Les produits Amesys ont été repérés en Libye, où la société a passé un contrat avec la police secrète de Kadhafi. Lors d’une descente dans ses bureaux, des reporters du Wall Street Journal ont trouvé des manuels d’utilisation du système EAGLE, ainsi que des fichiers individuels concernant des citoyens libyens, frappés de son logo [4] [5]. Parmi les cibles espionnées par le régime se trouvait le journaliste libyen Khaled Mehiri. Le Wall Street Journal a démontré [6] que ses emails (dont ses échanges avec la chaîne Al-Jazeera) et ses publications sur Facebook ont été surveillés pendant des mois par des outils Amesys, pour finir imprimés et stockés. En janvier 2011, alors que le Printemps arabe culminait en Tunisie et que des troubles commençaient à apparaître en Libye, Khaled Mehiri fut convoqué par des agents du renseignement. Il subit des pressions visant à le dissuader de publier des déclarations de militants anti-Kadhafi. Sa surveillance se poursuivit après ces convocations. Par peur pour la sécurité de sa famille, le journaliste a dû se cacher pendant plusieurs mois, jusqu’à la fin des affrontements.

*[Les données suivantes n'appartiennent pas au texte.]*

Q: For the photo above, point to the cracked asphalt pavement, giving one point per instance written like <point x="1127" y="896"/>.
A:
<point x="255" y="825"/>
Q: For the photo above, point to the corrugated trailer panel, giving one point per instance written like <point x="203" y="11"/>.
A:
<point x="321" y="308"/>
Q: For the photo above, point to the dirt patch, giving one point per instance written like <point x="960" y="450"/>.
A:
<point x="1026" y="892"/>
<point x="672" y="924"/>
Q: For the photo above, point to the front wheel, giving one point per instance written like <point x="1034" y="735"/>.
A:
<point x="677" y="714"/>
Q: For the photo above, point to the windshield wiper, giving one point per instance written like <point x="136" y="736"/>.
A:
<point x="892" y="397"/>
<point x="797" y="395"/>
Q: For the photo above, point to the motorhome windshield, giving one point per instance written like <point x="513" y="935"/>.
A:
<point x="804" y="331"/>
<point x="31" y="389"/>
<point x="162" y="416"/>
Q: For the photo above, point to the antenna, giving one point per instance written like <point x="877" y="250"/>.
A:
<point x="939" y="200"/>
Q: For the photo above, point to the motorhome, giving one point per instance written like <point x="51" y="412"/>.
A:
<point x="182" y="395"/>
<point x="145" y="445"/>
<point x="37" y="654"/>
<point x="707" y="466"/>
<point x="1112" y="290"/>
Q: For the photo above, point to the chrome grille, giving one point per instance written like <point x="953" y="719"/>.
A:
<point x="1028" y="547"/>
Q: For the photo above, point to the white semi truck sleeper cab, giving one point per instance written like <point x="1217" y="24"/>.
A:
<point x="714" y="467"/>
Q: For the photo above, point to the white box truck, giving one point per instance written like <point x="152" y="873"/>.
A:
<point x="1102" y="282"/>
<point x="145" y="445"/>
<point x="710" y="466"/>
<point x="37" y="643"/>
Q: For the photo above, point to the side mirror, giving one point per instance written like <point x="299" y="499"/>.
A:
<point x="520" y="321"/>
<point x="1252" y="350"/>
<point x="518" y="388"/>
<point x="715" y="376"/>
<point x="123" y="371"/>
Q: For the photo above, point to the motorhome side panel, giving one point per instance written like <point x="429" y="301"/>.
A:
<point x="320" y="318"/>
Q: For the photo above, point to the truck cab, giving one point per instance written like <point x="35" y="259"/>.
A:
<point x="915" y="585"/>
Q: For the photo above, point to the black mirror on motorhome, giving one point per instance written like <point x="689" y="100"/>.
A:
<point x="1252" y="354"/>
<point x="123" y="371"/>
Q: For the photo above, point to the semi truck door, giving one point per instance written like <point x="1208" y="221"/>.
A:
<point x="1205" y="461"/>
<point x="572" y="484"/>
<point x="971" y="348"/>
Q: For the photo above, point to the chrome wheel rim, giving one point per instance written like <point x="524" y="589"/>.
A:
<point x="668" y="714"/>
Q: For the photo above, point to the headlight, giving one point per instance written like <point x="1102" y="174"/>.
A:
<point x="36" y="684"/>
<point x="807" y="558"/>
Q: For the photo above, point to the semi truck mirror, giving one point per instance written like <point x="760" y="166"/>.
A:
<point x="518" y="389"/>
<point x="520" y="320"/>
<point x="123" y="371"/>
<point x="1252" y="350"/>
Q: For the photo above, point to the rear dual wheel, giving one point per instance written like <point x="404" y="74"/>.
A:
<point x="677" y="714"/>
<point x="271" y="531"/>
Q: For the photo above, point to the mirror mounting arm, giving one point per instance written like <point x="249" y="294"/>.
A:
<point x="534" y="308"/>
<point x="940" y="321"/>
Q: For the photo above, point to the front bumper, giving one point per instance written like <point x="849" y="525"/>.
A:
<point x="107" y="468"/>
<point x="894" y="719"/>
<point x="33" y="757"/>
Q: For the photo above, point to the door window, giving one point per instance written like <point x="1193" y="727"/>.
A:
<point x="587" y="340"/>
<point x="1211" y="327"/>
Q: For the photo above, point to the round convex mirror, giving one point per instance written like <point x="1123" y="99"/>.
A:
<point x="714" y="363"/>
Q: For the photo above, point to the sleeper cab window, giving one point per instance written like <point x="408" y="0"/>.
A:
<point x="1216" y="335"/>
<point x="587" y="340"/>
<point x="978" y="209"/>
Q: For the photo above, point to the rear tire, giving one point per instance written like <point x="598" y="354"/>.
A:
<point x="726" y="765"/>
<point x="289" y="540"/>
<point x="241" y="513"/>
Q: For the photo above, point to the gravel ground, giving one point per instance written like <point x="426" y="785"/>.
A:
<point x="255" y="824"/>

Le rôle joué par Amesys en Libye fait aujourd’hui l’objet une enquête de la justice française, suite à une plainte pour complicité de torture déposée par la Fédération Internationale des Droits de l’Homme (FIDH) au nom de cinq citoyens libyens espionnés par l’intermédiaire du système EAGLE [7].

“La Chambre de l’instruction est venue confirmer qu’il y avait matière à instruire dans cette affaire, malgré les obstacles posés par le Parquet de Paris [une première plainte déposée par l'association Sherpa avait été classée sans suite], visiblement réticent à permettre une enquête impartiale et indépendante dans cette affaire”, a déclaré Patrick Baudouin, avocat et président d’honneur de la FIDH.

En septembre 2011, Amesys a publié un communiqué en réaction aux informations parues dans plusieurs médias au sujet de ses activités en Libye [8].

Reporters sans frontières a contacté Amesys le 6 mars 2013, sans réponse à ce jour.